Openfire 4.6.4 struggling with 500 users

I am trying to perform a load test on Openfire, with around 500 users in a room the server becomes extremely slow (the admin portal becomes unresponsive) and I can’t connect any new users (not even to different rooms).

My current setup is using cluster, I have 3 replicas.

Anyone had similar issues? What you found out to be the best way to load test it and optimize it?

What database are you using? Are you able to instrument the database and ensure it is keeping up with the query traffic openfire is sending it?

Using postgres. Will try to collect more metrics to post here.

What’s the recommended max number of users in a room? I am expecting to have huge rooms, so I didn’t have the same issue by connecting a few thousands users (only connection) but with 500 users all in the same room it is struggling.

Also is there anything out of the box in Openfire that would block this load identifying this as an attack? I’m starting 500~ bots in a matter of seconds from the same IP.

I would expect Openfire to easily handle that, but we’re not explicitly testing for load in a MUC room.

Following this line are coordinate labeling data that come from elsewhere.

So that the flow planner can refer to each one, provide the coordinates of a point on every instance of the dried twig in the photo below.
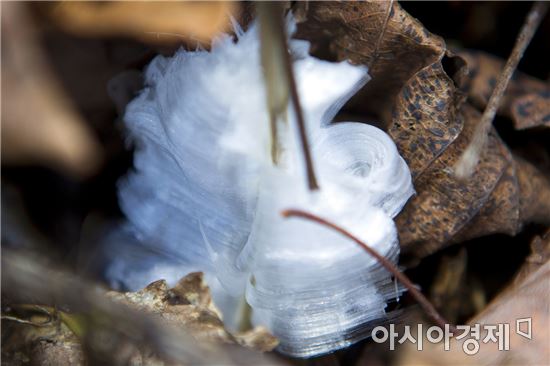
(469, 159)
(430, 310)
(280, 81)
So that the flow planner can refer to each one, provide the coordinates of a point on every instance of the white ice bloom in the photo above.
(205, 195)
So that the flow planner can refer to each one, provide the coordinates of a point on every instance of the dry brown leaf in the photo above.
(152, 22)
(189, 304)
(504, 192)
(39, 123)
(431, 125)
(527, 297)
(378, 34)
(526, 101)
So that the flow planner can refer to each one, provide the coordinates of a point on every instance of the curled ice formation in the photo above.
(205, 196)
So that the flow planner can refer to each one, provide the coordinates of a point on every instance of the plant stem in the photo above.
(469, 159)
(430, 310)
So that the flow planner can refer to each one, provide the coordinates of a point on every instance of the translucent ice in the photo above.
(205, 195)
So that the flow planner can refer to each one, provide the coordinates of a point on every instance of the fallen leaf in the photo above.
(526, 100)
(39, 123)
(189, 304)
(379, 34)
(151, 22)
(418, 87)
(527, 297)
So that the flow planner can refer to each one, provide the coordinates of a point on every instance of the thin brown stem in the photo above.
(469, 159)
(311, 179)
(430, 310)
(280, 81)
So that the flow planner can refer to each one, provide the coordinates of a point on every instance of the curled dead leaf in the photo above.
(525, 298)
(379, 34)
(526, 101)
(418, 88)
(190, 304)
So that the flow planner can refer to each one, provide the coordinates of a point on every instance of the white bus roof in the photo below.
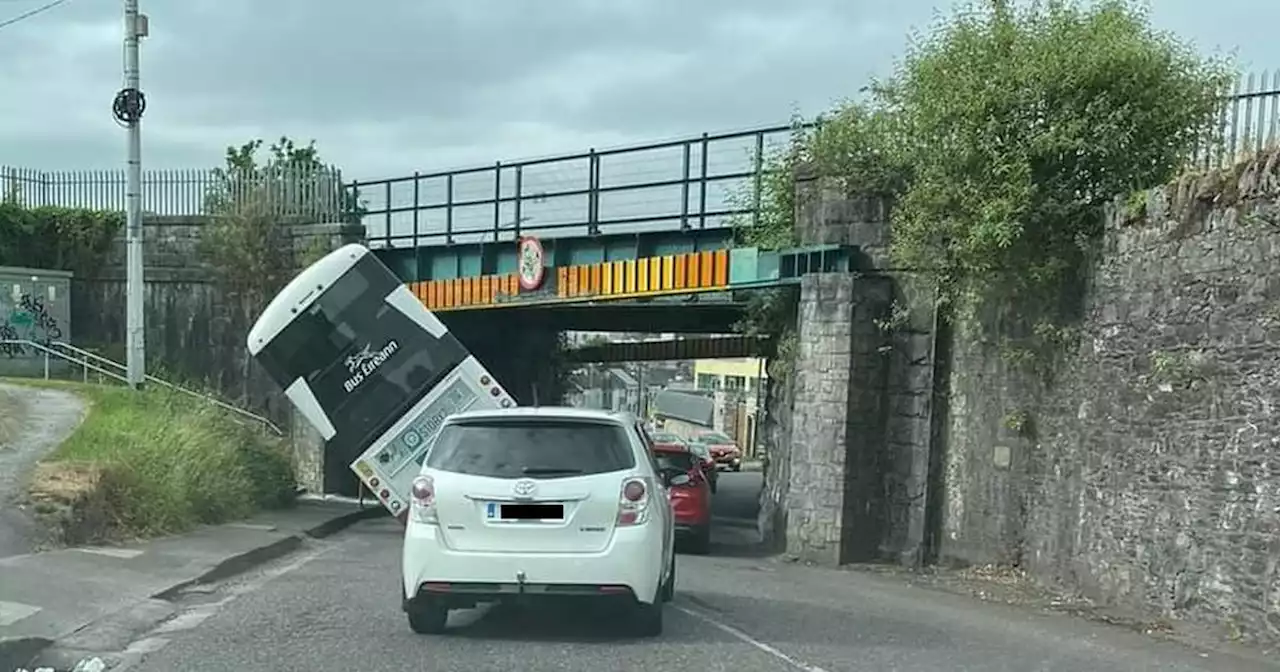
(301, 291)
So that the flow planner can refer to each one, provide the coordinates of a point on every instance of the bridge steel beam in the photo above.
(688, 348)
(645, 279)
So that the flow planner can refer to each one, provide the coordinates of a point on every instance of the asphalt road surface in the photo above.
(334, 607)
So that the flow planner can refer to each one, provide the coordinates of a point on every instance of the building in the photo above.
(611, 389)
(737, 392)
(737, 374)
(684, 412)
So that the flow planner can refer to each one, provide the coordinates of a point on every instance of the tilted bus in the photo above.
(369, 366)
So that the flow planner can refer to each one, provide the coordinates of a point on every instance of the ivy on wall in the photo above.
(999, 140)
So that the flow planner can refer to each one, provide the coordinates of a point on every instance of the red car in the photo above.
(723, 449)
(689, 492)
(666, 439)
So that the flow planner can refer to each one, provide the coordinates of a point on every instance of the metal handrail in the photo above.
(83, 360)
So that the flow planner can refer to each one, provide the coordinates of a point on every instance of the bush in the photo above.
(173, 461)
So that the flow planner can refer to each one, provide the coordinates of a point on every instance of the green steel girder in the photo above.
(688, 348)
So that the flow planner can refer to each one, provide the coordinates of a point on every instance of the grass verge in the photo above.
(154, 462)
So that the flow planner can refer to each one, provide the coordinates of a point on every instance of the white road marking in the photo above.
(12, 612)
(748, 639)
(124, 553)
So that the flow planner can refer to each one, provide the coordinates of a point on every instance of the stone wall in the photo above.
(193, 330)
(835, 506)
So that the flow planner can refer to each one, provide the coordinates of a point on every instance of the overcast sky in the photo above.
(393, 86)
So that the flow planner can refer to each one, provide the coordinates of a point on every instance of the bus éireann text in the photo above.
(369, 366)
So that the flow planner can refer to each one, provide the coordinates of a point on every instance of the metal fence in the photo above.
(316, 192)
(1248, 122)
(698, 182)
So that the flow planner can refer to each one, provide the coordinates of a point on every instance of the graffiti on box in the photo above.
(26, 320)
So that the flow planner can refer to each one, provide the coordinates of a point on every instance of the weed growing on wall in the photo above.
(254, 208)
(59, 238)
(1001, 136)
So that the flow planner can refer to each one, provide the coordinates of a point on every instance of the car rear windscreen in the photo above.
(531, 448)
(670, 461)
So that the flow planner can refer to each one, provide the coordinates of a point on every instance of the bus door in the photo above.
(391, 462)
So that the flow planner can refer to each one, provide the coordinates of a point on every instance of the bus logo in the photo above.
(365, 361)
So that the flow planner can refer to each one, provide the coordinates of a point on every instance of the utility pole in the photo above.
(128, 106)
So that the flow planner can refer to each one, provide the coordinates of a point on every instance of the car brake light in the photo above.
(634, 502)
(423, 493)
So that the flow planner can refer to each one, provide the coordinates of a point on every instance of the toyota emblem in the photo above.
(525, 488)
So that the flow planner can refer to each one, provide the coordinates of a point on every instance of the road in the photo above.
(334, 607)
(36, 421)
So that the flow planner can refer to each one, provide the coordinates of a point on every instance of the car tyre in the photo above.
(668, 586)
(700, 543)
(428, 617)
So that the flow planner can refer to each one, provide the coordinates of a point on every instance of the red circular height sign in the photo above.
(529, 256)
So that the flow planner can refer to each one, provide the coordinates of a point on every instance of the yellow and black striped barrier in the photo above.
(649, 277)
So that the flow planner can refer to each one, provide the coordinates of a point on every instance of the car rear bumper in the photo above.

Maybe we’ve silently introduced some kind of bottleneck that you’ve now uncovered.

Is it possible for you to create thread dumps while the server is under load (ideally a couple of them, each a few seconds apart)? That would probably show where resource contention is occurring. There are various ways to create thread dumps of Openfire (which is a standard Java application). One of the ways to do this is to use the Openfire “Thread Dump” plugin (although that does involve the admin console, which you mentioned was unresponsive).

Ok, will do that. Also I just found the post about connection managers and it looks like for my situation I should be using connection managers already right?

Development of the Connection Manager has stopped a long, long time ago. I would not recommend using them. They were not designed for logic handling anyway, only for delegating network-io.